I hope one day I can process things properly. I hope one day our little family will be a family of 4 again.

10 Comments

  1. Anonywrites's avatar Anonywrites says:

    I just want to say that I completely relate to the feelings you have written about. Sometimes I am struck by the enormity of what happened to us. It feels surreal. I think back to us being a family, the holidays we had, the life we had, and how it was all suddenly blown apart. It seems surreal that he was ever in prison, like part of my brain can’t quite join that up to our lives but then the other part of me knows it did happen. Hard to explain. I am glad you were able to enjoy some time away and I hope the the remainder of his sentence passes quickly for all of you. Xx

    Liked by 1 person

    1. Thanks hunny. I think it’s how our brain processes trauma, to detach ourselves from some of the reality in order to retain some sense of sanity.
      Time is the only healer when dealing with trauma xxx

      Liked by 1 person

      1. Anonywrites's avatar Anonywrites says:

        Yes that is so true about trauma. Things over time do become less acute. I also find that time stood still and when I think of our old house, I envisage being inside of the rooms there as though we still live there. Xx

        Liked by 1 person

      2. It must be very difficult to comprehend that that is no longer your home as you left so abruptly.
        With every loss there is a grieving and healing process.
        I hope you will find a way to process things and to heal xxxx

        Liked by 1 person

      3. Anonywrites's avatar Anonywrites says:

        Thank you ❤️xx

        Liked by 1 person

  2. Audrey Owen's avatar Audrey Owen says:

    Hi I totally get where your coming from, but don’t understand why you’d want him back after what he’s done, mental health is not an excuse!
    Why you ask, my husband, whom I was with for 37yrs & married for 35yrs, sexually penetrated my 16yr old granddaughter, he’s pleaded guilty to 4 charges.
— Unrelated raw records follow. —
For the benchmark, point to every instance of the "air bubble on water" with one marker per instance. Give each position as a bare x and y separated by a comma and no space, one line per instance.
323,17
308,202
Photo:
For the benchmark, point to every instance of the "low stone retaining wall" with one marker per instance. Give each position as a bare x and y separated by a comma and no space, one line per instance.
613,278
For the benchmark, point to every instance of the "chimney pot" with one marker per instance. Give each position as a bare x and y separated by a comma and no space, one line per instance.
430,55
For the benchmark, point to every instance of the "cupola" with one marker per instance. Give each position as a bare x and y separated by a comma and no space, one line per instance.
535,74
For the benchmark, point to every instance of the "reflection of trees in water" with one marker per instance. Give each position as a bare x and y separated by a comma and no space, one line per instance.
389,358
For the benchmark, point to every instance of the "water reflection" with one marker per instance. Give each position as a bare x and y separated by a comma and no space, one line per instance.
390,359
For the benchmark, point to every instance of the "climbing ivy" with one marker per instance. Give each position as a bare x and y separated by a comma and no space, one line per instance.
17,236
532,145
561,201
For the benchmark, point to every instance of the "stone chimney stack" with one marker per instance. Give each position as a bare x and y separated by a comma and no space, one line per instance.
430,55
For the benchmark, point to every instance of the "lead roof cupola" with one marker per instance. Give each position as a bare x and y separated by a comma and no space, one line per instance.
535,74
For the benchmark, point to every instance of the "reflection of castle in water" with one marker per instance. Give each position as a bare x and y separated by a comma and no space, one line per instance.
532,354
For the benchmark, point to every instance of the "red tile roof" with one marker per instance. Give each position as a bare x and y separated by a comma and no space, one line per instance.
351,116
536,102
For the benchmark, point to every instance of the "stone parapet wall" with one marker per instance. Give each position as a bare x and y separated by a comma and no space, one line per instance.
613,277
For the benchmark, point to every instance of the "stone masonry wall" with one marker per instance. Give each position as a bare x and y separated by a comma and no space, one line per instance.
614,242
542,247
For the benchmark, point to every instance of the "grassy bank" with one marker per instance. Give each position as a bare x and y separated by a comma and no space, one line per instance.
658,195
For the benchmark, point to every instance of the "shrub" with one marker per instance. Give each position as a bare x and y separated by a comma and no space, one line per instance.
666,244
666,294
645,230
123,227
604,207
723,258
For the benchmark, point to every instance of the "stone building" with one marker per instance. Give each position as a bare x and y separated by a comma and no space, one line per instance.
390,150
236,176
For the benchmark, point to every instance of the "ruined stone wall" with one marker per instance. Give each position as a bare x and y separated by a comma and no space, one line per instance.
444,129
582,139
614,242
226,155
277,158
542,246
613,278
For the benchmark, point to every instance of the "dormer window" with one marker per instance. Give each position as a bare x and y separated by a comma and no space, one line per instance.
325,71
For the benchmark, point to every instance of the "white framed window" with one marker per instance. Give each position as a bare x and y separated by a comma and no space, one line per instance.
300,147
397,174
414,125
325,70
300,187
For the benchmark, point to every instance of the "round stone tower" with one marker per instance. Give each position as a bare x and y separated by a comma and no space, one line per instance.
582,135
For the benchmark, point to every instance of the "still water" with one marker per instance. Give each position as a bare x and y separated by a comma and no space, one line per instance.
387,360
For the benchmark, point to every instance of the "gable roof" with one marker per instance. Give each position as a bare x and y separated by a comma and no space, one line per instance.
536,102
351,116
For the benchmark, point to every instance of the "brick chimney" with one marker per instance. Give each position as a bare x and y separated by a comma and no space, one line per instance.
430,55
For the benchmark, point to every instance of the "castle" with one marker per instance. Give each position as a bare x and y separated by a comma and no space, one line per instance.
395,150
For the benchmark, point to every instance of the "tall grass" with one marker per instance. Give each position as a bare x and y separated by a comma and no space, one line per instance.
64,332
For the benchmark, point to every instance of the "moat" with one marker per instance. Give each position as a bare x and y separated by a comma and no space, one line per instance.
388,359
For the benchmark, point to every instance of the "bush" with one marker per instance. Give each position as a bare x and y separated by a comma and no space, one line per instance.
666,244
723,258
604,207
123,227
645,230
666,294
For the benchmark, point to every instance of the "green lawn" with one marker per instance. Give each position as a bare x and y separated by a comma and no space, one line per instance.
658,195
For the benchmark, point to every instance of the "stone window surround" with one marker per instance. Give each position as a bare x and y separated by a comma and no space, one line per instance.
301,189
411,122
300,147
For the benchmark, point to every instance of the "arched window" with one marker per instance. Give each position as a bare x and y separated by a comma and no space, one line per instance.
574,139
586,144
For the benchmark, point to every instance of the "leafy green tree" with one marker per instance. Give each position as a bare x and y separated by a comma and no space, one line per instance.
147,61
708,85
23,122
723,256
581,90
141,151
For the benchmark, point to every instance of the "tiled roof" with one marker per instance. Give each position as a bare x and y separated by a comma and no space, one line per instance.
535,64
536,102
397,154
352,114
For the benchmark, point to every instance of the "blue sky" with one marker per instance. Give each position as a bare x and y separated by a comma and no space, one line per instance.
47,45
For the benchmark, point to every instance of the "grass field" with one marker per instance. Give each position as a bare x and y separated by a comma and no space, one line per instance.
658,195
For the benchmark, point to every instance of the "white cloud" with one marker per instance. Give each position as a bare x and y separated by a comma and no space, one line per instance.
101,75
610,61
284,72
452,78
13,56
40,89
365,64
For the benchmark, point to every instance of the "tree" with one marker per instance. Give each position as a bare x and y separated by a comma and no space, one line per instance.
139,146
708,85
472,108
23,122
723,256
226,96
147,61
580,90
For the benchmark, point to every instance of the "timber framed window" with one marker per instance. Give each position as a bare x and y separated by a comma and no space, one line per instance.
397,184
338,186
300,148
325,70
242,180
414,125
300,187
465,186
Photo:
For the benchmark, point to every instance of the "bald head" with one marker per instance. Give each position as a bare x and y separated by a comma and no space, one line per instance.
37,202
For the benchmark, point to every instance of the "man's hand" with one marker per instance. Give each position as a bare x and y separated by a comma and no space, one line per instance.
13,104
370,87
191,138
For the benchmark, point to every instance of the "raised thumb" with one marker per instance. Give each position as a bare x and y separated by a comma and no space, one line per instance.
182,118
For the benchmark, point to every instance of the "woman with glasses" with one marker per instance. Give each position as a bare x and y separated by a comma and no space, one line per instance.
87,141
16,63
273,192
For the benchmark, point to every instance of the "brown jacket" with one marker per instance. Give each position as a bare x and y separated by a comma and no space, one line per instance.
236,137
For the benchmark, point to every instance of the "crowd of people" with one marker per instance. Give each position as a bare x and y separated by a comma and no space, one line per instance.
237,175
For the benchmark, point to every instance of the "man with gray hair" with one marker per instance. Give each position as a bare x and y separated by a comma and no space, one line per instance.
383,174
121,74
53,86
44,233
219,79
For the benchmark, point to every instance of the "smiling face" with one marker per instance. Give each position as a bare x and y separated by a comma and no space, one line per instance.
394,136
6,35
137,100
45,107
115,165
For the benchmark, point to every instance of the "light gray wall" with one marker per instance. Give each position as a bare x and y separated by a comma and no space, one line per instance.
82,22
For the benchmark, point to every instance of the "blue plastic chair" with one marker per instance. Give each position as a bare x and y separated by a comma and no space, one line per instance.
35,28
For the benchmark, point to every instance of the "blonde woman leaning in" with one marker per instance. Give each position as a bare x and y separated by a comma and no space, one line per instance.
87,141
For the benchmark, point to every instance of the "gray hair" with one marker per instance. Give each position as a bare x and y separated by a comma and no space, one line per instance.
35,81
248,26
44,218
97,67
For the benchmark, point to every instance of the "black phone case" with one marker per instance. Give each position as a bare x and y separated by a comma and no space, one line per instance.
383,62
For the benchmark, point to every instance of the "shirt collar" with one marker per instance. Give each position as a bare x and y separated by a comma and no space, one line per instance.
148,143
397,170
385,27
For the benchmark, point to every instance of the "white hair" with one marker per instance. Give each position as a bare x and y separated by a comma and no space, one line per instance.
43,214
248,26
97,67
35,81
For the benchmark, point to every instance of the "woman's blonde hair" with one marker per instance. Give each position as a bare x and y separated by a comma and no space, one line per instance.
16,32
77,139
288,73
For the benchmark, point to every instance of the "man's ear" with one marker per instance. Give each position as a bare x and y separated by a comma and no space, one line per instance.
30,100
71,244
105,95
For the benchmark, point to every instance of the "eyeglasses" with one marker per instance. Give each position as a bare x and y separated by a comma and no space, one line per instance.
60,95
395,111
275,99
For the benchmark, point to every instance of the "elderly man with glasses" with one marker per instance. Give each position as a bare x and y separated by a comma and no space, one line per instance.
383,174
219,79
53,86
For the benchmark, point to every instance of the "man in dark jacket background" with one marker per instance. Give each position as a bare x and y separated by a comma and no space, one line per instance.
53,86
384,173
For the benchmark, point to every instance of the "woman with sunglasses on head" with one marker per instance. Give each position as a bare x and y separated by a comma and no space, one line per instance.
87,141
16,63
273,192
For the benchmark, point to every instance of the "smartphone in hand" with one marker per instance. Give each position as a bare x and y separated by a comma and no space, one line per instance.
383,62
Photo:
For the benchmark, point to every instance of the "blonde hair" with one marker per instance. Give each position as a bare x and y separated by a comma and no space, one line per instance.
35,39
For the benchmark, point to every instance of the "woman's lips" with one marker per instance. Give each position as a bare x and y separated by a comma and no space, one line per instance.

I’ve also since found out that he tried to run off with my daughter-in- law, also sending her a box of sex toys, when I confronted him when this happened approx. 8yrs ago & he swore to me it wasn’t him it was her! Then he claimed a breakdown, as I see it now it was all part of his deception?
    Mine is very recent only came to light when my granddaughter had the courage to speak up, I’m so proud of her & how brave she is, but she’s not getting any help or support, although we are desperately trying.
    He won’t be sentenced till July, that in itself is distressing us as we just want justice & some closure.
    Not only has he commited a heinous act in a position of trust, for which he told someone he enjoyed doing, he tried to make my granddaughter feel guilty because stood up & told her mum & dad, incidentally, my son & his wife split up over it when it happened & she kept the evidence which the police now have.
    I also found female clothing that was clearly his as he sent my ex daughter-in-law a picture of himself all dressed & made up!
    I worked anti social hours for extra money so he could forefill his dreams, theirs nothing left, he’s used it all & left me at 67 with nothing but debts & the clothes on my back. I’m living with my son & granddaughters because I can’t bare being in the rented property we shared as a couple.
    He’s totally destroyed me as I loved him to bits, he kept telling me how much he loved me & couldn’t live without me, how we move on from this deception & all the lies I don’t know?
    I just hope he’s suffering & getting what he deserves, because he deserves no better.
    Just to say their are millions of people in this country alone who have severe mental health problems, my son included, but they DO NOT commit these terrible crimes, so I don’t consider it an excuse?
    I hope you consider yourself & your kids before taking him back, because it will never be the same & how could you ever trust him again? I know I couldn’t be near my ex now or ever trust him again even though I don’t know how to stop loving him, I’ve a long way to go?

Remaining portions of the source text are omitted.